Diese Saison wird seine letzte sein, das hatte Jalabert voriges Jahr angekündigt, "denn ich habe daheim ein Versprechen abgegeben". Zu Hause am Genfer See warten seine Frau Sylvie mit den Töchter Pauline und Charlotte. Die Familie erlebt am Fernseher, wie der gelernte Weinbauer nach seinen zwei Tageserfolgen im letzten Jahr nun endgültig in den Herzen der Franzosen eingetroffen ist. Das ist eine schöne Ironie, dass ihm dies ausgerechnet bei der Tour gelungen ist, die er immer gehasst hat, weil er von ihr sagen musste: "Ich kann sie nicht gewinnen."

"Ich habe mich mit der Tour arrangiert"

1995 schien er als Gesamtvierter, Etappensieger und Gewinner des Grünen Punktetrikots Frieden mit ihr geschlossen zu haben. Doch es folgten Enttäu-schung auf Enttäuschung und bei der Skandaltour '98 seine peinliche Rolle als Streikführer. Wie die übrigen spanischen Teams kehrte auch sein Once- Team dem Rennen den Rücken. Jalabert schimpfte auf die Ermittler, den Verband, die Tour.

Er verabschiedete sich ins Schweizer Exil und verkündete 1999, nicht mehr in Frankreich zu starten. 2000 kehrte er zurück, jetzt sagt er: "Ich habe mich mit der Tour arrangiert." Geholfen hat ihm Bjarne Riis, für dessen dänischen Rennstall CSC Tiscali fährt Jalabert im zweiten Jahr. Riis lässt ihm alle Freiheiten."

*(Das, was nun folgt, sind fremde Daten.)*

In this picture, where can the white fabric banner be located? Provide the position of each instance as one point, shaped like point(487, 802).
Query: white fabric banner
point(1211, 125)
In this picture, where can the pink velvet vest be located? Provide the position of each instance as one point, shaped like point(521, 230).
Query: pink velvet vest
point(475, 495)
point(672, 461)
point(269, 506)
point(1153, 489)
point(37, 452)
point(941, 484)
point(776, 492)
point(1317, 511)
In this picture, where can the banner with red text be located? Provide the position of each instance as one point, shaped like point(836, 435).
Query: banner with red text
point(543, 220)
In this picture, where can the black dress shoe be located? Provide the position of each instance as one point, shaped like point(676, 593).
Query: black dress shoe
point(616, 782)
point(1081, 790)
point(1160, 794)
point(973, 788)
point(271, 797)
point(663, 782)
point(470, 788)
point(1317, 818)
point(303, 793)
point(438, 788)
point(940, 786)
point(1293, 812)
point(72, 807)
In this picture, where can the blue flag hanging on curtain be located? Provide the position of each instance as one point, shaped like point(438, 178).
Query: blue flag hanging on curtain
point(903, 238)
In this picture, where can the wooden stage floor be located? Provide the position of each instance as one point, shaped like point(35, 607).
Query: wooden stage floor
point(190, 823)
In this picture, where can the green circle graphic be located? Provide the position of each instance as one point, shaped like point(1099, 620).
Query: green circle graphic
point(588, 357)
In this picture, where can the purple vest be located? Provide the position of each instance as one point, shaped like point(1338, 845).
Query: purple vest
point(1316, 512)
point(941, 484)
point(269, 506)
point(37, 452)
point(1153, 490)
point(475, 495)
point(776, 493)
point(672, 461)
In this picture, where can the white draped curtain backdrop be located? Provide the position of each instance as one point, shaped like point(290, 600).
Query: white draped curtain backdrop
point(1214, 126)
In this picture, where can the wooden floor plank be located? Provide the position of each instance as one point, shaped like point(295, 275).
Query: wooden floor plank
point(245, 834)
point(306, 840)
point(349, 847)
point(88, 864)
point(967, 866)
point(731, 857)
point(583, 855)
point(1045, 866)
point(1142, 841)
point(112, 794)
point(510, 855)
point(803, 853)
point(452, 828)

"Ich möchte das Bergtrikot gewinnen"

Weiterhin trägt er das Bergtrikot, das er schon voriges Jahr gewann, weil er die Punkte früh am Tag als Solist einsammelt. "Ich möchte das Bergtrikot gewinnen", sagte Jalabert, "damit sie mich König der Berge nennen können, obwohl ich das vielleicht gar nicht bin." Als größte Erfolge hat er Siege bei Mailand - San Remo und der Vuelta (jeweils '95) '97 vorweisen. Lance Armstrong sagt: "Er ist eine Legende." Das ist er. Ein Champion der Herzen.